But after going through all manner of turmoil, pain and recovery what if the cancer returns? What then? Worse, what if it's more aggressive than ever and breaks through the 'capsule' and invades bone and vital organs? Consider these appalling facts:

- In about a third of prostate cancer patients, the disease recurs, becomes resistant to treatment, and spreads to other parts of the body.


--The five-year survival rate for men with cancer that has not spread outside the prostate or has just spread to nearby areas is almost 100 percent. But in patients whose cancer has spread to distant nodes or organs, the rate drops to 29 percent.

In the first stat, researchers have learned a certain breed of prostate cancer exists in which the cancer cells actually adapt to the treatment. For example, in the case of hormone treatments (HT) whereby female hormones are administered to suppress testosterone production ( testosterone being the 'fuel' that energizes prostate cancer cells) the cancer cells then begin making their own testosterone.

Even men who undergo the treatment believed to be the "gold standard" - radical protatectomy- aren't out of the 'woods' by any means. This surgery, now done to the tune of nearly 50,000 times a year (with lots of moola lining the pockets of the urologists who perform it) depends on a firm skill set and let's face it, innate talent, as measured by something called the "positive surgical margin".  This is the frequency, usually given as a percentage, of leaving cancer cells behind over a number of 'n' surgeries performed.

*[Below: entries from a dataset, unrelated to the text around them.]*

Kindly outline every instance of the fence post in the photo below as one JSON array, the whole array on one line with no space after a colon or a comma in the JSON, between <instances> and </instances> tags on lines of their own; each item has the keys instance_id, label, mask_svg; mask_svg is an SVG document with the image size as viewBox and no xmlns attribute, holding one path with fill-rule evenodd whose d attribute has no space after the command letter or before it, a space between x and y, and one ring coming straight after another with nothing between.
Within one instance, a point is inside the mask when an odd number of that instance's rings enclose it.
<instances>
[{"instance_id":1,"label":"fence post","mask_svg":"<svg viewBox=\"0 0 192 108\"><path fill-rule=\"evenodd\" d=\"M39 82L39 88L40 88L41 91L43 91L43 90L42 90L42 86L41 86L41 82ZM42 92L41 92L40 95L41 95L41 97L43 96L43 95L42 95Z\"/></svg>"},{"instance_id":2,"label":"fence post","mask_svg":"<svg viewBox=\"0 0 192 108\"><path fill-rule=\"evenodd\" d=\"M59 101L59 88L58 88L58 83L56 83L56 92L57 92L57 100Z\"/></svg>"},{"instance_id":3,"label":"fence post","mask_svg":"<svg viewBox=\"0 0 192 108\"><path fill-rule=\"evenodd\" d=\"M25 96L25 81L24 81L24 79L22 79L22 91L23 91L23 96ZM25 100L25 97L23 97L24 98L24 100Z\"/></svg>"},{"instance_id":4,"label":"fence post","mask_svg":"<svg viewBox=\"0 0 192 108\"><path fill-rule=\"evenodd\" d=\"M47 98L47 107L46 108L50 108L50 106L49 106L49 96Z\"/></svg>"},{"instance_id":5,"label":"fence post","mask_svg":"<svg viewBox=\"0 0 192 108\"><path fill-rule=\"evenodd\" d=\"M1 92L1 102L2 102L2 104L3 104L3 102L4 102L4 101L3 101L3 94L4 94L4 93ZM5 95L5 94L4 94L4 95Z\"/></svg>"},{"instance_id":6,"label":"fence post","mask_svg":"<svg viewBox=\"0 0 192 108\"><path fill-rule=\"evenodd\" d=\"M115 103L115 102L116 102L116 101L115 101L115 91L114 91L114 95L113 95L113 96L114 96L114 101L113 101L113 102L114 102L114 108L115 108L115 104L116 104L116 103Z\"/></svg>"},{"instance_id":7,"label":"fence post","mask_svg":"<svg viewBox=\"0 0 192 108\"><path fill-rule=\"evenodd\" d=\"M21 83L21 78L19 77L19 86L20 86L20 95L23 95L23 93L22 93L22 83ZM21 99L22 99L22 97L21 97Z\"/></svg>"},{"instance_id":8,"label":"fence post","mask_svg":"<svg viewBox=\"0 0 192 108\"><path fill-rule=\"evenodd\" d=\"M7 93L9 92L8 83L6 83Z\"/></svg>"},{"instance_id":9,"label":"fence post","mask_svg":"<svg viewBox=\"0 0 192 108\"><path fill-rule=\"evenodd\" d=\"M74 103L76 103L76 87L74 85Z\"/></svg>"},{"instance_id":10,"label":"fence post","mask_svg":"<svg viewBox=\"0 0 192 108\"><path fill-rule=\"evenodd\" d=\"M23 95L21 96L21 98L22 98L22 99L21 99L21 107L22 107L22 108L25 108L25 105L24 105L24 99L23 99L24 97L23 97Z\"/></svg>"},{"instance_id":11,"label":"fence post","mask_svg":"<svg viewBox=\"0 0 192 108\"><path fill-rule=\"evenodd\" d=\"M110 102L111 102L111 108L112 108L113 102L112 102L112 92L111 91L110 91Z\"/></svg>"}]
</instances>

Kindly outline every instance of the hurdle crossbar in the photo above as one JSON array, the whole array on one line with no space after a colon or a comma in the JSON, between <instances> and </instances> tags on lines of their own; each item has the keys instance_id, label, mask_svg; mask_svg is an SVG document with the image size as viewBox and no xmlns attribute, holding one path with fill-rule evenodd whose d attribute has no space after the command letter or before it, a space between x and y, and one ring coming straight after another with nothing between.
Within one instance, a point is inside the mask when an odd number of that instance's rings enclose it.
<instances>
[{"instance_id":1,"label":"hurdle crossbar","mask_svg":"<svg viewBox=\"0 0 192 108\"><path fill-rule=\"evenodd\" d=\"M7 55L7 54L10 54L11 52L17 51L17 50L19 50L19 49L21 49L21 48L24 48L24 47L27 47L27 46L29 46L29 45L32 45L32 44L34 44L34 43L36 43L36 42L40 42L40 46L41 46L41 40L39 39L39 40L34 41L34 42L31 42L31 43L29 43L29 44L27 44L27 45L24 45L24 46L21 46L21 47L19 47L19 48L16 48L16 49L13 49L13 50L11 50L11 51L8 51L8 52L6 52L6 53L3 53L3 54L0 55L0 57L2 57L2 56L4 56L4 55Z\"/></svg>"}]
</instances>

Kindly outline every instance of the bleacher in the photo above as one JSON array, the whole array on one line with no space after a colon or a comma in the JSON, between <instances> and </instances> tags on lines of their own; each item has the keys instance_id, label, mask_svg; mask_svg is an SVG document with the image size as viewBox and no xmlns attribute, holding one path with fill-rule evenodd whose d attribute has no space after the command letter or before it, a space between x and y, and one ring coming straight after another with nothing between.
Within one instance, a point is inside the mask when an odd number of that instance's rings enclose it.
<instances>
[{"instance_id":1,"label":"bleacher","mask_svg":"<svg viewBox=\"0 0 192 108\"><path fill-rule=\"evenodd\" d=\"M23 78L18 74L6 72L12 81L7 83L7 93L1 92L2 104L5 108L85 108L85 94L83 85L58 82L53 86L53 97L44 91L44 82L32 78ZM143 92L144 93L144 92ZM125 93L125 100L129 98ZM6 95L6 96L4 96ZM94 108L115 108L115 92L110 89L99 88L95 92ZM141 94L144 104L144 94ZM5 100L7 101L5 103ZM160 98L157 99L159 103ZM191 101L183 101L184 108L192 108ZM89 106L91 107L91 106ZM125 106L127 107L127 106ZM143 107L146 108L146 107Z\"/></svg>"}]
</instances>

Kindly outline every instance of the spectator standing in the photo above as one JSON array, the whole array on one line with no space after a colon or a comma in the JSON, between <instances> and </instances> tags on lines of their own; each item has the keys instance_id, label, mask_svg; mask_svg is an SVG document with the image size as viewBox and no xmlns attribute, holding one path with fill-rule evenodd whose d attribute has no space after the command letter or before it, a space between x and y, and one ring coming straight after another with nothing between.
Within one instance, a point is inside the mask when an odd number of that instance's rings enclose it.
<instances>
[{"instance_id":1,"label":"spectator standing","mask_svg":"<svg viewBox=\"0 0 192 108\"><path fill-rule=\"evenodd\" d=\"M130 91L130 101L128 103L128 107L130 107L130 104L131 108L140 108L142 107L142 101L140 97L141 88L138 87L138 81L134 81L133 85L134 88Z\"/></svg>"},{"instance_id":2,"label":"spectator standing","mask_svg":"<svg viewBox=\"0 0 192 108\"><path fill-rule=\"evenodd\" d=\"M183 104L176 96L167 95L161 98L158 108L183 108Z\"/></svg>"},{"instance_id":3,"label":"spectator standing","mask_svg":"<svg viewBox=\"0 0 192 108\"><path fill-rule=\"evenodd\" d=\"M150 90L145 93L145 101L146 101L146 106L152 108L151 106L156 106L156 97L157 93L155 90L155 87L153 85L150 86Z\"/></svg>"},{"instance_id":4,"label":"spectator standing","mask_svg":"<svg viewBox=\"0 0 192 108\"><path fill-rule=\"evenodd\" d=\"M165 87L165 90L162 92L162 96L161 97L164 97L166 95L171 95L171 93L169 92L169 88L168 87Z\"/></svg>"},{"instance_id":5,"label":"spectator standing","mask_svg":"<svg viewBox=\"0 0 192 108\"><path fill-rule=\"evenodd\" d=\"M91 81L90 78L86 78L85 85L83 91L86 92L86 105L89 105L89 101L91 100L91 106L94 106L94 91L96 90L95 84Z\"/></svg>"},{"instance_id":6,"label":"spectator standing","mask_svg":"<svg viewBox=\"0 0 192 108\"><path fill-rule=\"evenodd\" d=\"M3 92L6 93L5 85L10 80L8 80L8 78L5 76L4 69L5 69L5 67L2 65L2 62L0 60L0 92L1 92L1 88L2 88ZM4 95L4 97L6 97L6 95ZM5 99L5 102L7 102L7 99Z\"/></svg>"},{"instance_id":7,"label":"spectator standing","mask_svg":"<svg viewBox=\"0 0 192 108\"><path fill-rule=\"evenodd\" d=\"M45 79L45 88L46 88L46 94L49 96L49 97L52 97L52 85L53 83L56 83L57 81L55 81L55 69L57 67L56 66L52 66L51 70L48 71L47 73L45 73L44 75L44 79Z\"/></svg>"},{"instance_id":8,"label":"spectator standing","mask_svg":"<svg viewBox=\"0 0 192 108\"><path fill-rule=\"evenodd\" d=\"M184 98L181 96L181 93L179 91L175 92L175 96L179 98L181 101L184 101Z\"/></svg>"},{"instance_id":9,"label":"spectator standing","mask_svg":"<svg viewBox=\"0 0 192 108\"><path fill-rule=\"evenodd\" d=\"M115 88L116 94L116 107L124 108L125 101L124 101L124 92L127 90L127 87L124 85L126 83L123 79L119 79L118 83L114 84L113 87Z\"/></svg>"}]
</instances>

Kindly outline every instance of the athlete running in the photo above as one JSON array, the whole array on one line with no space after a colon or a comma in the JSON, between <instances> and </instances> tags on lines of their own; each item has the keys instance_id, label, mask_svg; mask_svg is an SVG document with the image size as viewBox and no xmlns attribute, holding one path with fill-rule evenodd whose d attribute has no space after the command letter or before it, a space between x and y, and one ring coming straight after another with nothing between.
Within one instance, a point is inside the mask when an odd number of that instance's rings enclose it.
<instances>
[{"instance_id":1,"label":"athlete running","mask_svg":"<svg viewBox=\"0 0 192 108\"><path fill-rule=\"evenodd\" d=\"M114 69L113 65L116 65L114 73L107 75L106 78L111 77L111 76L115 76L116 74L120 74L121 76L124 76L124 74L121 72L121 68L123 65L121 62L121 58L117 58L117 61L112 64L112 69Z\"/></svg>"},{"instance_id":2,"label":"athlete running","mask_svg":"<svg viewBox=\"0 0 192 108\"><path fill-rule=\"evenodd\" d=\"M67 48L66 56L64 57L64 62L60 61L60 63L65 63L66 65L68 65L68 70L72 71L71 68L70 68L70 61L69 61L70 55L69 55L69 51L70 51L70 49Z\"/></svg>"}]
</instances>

In 2004, Dr. Peter Scardino of Sloan Kettering Memorial published a study documenting the differences in success of radical prostatectomies base on the positive surgical margins for 26 urologists who performed the surgeries at Sloan Kettering and Baylor. His finding? The best surgeon in the group left cancer behind in 10% of cases. The positive margin rates of the other 25 surgeons ranged from 11% to 48%.  Meanwhile the much extolled da Vinci robotic surgery isn't any better with similar statistics and incontinence and impotence rates that equal or exceed those for non-robotic procedures.

Now, if the remnant cancer cells are there, were aggressive, and can metastasize, then what? In Barbados, we say the patient is in duck's guts. Now, in most cases the  cell pathology would have disclosed that a cancer is "high risk" and requires supplemental treatment. In this case, HT is given supplementally to radiation or surgery.  Because the cancer is fueled by the hormone testosterone, HT assumes the guise of treating the cancer with testosterone-blocking hormone therapies. But even so, the cancer cells can develop the ability to make their own hormone and learn to survive, giving the disease the ability to progress.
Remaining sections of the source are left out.